Toting out the token Nazi groups on a platform to say that every user is a Nazi is disingenuous at best and dangerous at worst.
The US has had unmoderated social networks, referred to as pubs, churches, clubs, and town squares, for the last few hundred years. Nazis never gained prominence in any of those fora. It is not a given that reducing the level of moderation leads to Nazis taking over. The truth is that Nazism is such a distasteful ideology that it pretty much never takes over the discourse in places where it is allowed. Rather, Nazis end up creating small hate groups in all sorts of fora, including the heavily-moderated ones (Facebook and Twitter) where they use euphemisms.
Here are a few other sources for you about Nazi communities on mainstream social networks:
https://abcnews.go.com/Politics/wireStory/neo-nazis-facebook...

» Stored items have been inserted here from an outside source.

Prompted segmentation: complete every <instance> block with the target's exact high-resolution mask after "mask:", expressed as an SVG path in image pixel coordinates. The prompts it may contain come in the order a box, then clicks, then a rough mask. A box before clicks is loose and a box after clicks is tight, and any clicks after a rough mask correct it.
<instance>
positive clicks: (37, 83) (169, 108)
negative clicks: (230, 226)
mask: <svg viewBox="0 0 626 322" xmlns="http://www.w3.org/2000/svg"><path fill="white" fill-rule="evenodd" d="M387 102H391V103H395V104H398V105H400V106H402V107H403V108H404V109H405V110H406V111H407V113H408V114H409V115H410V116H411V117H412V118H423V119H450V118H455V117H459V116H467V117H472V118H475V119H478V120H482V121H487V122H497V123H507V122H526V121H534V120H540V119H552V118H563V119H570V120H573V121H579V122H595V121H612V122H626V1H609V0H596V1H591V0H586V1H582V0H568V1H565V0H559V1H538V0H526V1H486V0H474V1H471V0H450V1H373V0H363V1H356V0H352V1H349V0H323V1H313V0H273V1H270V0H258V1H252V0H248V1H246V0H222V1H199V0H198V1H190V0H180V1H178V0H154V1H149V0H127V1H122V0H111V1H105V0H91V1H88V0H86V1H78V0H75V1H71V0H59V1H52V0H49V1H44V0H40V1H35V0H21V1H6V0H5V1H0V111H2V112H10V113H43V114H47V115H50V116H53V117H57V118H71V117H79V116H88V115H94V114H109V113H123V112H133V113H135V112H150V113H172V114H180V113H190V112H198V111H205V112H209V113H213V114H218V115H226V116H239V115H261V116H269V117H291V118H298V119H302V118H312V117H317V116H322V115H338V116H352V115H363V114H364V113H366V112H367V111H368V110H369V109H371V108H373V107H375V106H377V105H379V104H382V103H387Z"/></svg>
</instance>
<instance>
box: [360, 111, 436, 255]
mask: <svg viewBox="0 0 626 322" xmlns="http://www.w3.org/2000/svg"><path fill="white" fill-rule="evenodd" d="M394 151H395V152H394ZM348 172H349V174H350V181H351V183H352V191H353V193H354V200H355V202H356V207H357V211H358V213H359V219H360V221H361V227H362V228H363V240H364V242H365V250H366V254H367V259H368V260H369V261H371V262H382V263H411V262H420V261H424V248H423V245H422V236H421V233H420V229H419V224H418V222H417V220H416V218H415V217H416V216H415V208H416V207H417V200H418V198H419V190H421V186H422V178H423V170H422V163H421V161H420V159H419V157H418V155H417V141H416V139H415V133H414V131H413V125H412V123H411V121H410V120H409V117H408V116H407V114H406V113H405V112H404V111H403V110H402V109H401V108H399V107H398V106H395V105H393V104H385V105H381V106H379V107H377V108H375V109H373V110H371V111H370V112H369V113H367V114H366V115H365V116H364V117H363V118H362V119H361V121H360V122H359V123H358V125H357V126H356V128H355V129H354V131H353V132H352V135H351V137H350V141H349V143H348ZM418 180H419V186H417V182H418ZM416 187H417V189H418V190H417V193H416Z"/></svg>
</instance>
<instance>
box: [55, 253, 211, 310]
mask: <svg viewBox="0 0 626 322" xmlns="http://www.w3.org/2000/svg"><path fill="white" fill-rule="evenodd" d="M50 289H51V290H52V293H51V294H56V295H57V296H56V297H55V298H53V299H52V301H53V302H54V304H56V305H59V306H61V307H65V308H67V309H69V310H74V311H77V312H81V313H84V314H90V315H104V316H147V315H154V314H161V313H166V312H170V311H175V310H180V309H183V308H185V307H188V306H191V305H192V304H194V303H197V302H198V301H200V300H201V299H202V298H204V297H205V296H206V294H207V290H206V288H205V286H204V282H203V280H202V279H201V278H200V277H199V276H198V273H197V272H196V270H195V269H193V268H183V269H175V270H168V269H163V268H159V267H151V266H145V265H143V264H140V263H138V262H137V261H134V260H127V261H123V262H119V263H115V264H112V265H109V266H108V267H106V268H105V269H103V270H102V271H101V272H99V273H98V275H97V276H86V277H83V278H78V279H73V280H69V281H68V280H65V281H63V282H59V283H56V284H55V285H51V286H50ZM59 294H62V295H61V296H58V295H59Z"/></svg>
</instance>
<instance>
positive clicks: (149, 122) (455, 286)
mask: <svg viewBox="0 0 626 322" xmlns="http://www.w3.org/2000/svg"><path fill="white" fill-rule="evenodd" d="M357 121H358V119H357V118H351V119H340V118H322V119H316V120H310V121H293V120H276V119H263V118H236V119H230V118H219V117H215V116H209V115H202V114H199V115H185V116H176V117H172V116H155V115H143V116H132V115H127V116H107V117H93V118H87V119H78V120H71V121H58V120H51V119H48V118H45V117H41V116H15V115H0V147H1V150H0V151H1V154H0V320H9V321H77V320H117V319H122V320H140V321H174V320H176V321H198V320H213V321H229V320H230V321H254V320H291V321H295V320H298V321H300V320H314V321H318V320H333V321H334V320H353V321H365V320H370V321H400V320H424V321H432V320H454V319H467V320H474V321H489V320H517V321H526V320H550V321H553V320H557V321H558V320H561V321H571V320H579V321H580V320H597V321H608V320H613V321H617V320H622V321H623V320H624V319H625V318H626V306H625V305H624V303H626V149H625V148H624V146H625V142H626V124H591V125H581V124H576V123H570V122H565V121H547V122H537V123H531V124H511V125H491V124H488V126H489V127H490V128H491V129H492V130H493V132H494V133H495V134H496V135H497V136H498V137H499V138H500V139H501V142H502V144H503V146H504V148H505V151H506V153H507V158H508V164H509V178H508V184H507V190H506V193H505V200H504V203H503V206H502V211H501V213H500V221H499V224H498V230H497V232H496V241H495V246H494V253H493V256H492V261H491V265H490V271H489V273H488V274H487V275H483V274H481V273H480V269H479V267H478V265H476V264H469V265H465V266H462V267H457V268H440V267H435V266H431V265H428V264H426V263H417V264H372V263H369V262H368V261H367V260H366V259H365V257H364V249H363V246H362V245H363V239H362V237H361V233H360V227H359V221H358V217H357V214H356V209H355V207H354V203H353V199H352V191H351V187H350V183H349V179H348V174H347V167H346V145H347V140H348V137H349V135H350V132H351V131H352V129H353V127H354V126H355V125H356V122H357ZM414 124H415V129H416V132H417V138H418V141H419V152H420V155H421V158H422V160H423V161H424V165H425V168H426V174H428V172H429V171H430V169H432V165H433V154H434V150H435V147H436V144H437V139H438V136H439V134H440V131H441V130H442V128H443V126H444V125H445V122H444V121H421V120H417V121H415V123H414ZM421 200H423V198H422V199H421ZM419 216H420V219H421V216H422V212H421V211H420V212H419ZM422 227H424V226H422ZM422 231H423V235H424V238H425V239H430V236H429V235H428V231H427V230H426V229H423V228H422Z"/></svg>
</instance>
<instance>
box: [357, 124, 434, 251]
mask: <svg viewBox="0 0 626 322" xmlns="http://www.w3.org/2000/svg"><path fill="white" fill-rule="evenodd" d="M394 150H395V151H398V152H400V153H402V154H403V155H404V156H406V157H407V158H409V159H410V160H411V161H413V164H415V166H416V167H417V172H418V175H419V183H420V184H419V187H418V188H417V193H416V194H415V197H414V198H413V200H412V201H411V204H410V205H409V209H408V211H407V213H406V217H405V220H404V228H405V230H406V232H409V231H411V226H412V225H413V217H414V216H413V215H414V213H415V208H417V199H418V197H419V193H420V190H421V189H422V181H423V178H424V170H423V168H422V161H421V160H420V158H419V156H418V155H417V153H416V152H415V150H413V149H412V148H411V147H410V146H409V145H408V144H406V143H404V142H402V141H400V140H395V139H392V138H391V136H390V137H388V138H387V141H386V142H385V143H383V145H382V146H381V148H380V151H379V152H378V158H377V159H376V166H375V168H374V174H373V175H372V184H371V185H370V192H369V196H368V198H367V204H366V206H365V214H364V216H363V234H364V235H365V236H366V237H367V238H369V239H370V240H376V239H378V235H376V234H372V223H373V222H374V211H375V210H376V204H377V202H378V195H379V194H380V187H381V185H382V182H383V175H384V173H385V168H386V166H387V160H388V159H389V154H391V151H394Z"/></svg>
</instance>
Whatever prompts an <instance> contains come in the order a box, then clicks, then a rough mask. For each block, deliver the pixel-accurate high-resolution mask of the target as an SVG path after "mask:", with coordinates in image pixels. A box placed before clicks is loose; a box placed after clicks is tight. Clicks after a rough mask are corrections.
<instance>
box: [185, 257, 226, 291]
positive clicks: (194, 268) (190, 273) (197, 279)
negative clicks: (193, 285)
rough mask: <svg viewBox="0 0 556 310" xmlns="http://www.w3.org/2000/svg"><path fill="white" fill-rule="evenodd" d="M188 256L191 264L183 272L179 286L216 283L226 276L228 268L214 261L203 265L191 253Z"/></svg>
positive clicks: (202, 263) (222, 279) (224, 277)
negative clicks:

https://www.splcenter.org/hatewatch/2021/07/07/we-make-mista...
About the alternate platforms you cited:
I signed up for Gab in 2016 (internet drama voyeurism can be fun), and I got off in 2017. Neo-Nazis on Gab were about as prominent as neo-Nazis on Twitter: a few small neo-Nazi communities existed on both platforms. Gab had a lot of right-wing/pro-Trump users, and was also weirdly Christian, but there weren't many actual neo-Nazis. A platform for right-wingers isn't automatically a social network for Nazis.
The same is true of Voat, by the way. It was started when /r/fatpeoplehate and a bunch of racist subreddits were banned, and it attracted a ton of trolls and mean people, but very few actual Nazis. AFAIK /r/nazi migrated to Voat, so there were some Nazis there, but Voat was not a "social network for Nazis" by any means. Reddit still has many Nazi subreddits with far more users than Voat's Nazi groups at their peak.
I know that /pol/ on 8chan, at least, was full of Nazis and I think it was one of the biggest communities on 8chan. That was a social network for Nazis.
Gab and Voat (as well as other right-wing-focused social networks like Parler) ended up being the target of journalists and left-wing activists because there weren't many people they valued on those platforms, and a lot of people they wanted to hurt. They continue to largely ignore the presence of distasteful communities on Twitter and Facebook (see Jan 6 organizing as a good example of this - it was attributed to Parler, but most of it actually happened on Facebook and Twitter) and put other fora under a microscope to try to find Nazis - particularly if the forum has an overt right-wing bias. The presence of a small community of Nazis is then used to attack and take down the entire platform.
Nazis are on every platform in small, niche communities. They are surprisingly hard to ban. They don't take over platforms no matter how free their speech is. They are shitty people and their ideas are wrong, and everyone knows that.